I primi Cristiani furono così attivi nel predicare il messaggio del Signore che non si curarono di speculare su ciò che Dio non aveva loro rivelato. I Vangeli non si sono interessati agli aspetti fisici del Signore, ma a ciò che Egli veramente rappresenta: la Parola di Dio che è Dio nella Sua essenza (Giovanni 1:1‑3) e che si è incarnato (Gio­vanni 1:14) nascendo da una vergine sotto la Legge (Matteo 1:23; Galati 4:4) per espiare come “Agnello di Dio che toglie i peccati del mondo” (Giovanni 1:29) le trasgressioni degli uomini, e riconciliarli in un solo corpo, la sua Chiesa, a Dio Padre (Efesini 2:15‑16).

Dio non ha rivelato nella Sua Parola la data esatta della nascita di Gesù semplicemente perché questa data non ha importanza per la re­denzione delle nostre anime. Se Dio avesse voluto che noi festeggiassimo il Natale di Gesù ce lo avrebbe ordinato per renderci spiritualmente perfetti. Ma nel Vangelo (legge perfetta di Dio che rende completo l’uomo di Dio, 2Timoteo 3:16:17) non si parla mai del natale di Gesù, per cui dobbiamo necessariamente dedurre che la completezza spirituale e morale dinanzi a Dio la si raggiunge senza la conoscenza della data della nascita di Gesù.

Ma allora che cosa è questo Natale, così come lo si festeggia oggi, se la Scrittura neanche lo menziona?
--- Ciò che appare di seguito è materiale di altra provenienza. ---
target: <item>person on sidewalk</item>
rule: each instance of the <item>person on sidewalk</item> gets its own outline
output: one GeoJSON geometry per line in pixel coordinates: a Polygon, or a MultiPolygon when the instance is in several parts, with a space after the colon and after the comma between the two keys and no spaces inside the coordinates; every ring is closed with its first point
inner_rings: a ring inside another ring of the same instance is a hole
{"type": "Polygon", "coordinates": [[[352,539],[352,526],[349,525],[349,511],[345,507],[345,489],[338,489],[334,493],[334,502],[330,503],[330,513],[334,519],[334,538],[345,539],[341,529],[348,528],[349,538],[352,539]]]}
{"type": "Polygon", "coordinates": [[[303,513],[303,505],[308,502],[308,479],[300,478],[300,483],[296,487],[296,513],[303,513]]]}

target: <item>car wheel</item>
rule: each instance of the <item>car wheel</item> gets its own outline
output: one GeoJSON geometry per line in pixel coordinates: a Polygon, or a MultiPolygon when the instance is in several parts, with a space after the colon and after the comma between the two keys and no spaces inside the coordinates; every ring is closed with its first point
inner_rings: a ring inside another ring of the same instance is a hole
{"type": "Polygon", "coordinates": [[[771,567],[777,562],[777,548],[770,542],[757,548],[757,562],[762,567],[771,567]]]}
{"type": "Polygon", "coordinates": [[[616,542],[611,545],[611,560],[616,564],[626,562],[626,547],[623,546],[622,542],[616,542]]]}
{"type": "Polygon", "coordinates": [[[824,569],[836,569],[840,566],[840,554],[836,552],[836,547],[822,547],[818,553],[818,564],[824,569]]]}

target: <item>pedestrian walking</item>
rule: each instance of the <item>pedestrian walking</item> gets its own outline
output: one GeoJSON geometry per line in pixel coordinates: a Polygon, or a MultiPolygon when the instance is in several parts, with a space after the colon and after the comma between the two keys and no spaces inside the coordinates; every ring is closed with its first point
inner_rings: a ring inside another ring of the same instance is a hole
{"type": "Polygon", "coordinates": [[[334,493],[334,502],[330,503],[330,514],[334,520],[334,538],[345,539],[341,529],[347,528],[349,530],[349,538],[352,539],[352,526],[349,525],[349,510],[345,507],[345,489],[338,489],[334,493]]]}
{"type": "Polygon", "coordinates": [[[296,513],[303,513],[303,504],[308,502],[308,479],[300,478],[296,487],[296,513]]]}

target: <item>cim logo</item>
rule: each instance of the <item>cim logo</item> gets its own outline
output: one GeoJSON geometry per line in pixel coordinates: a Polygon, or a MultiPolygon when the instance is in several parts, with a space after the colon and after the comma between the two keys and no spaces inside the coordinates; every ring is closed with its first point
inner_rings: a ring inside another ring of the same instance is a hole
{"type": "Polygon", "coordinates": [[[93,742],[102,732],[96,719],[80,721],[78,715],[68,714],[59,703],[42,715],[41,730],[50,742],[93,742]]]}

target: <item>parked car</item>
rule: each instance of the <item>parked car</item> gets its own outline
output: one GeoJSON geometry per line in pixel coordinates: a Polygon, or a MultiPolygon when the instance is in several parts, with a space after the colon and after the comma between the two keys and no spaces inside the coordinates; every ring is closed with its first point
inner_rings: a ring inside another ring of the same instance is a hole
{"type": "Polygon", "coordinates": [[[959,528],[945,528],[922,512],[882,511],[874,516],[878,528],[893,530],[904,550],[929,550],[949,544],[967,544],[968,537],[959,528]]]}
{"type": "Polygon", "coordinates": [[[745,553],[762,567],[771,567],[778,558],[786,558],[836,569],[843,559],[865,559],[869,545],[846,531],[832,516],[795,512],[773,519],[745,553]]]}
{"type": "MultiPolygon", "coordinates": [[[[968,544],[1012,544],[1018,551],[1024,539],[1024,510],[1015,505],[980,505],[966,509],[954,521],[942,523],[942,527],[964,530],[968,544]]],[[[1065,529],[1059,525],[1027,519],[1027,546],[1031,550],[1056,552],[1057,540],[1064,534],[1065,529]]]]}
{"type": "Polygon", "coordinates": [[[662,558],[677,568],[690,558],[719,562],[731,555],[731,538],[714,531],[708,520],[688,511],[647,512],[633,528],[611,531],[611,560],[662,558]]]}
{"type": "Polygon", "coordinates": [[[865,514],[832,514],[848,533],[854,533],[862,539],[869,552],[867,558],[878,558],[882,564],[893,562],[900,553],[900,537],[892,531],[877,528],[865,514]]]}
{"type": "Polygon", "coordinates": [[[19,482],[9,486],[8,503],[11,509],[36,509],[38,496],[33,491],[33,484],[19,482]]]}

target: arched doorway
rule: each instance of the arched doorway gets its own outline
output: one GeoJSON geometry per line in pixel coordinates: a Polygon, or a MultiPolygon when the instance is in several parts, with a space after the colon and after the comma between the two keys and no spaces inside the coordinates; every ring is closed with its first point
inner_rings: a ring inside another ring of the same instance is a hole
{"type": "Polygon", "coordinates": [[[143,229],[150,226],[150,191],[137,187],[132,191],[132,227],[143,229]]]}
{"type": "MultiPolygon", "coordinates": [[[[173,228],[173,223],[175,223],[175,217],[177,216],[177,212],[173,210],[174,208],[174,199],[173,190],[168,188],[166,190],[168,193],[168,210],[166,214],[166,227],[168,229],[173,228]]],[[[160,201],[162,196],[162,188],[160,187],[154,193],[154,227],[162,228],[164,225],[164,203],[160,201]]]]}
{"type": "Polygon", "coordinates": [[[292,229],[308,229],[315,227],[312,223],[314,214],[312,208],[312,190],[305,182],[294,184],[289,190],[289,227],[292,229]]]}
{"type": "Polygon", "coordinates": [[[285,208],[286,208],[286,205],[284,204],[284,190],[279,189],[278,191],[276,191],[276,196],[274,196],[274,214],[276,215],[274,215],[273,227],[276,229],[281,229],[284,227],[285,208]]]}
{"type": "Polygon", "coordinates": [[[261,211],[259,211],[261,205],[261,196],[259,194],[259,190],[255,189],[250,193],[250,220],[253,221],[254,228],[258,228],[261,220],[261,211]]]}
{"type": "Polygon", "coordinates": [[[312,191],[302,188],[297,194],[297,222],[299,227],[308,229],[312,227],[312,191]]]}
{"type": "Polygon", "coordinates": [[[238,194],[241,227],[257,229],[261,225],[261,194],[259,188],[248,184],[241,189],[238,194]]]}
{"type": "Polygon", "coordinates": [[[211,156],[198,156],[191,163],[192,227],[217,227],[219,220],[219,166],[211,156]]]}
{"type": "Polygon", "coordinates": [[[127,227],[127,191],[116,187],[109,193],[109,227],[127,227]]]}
Nella speculazione intorno alla nascita di Gesù si avventurarono, dopo la morte degli Apostoli, i cosiddetti scrittori pseudo epigrafi o apocrifi. Per esempio la prima data, il 6 Gennaio, venne dall’Egitto ed entrò successivamente nelle tradizioni della Chiesa Ortodossa sotto il nome di Epifania (avvento del Signore). La Chiesa Cattolica ha trasformato l’Epifania nell’«avvento dei re Magi» e ha personificato l’epifania nella Befana, la vecchia bruttissima ma benefica, che distribuisce doni ai bambini buoni e pezzi di carbone a quelli cattivi.

Clemente Alessandrino († circa 215) suggerì tre date: 20 maggio, 10 gennaio, 6 gennaio; altri studiosi del III secolo proposero le date del 28 marzo e del 2 aprile, date peraltro molto più probabili del 25 dicembre e del 6 Gennaio, in quanto i fatti narratici dall’evangelista Luca ci presentano la notte della nascita di Gesù come una serata mite in cui i pastori stavano all’aperto a guardia dei propri greggi (Luca 2:1‑10). Certamente ciò sarebbe stato poco probabile, se non addirittura impossibile, nel periodo invernale.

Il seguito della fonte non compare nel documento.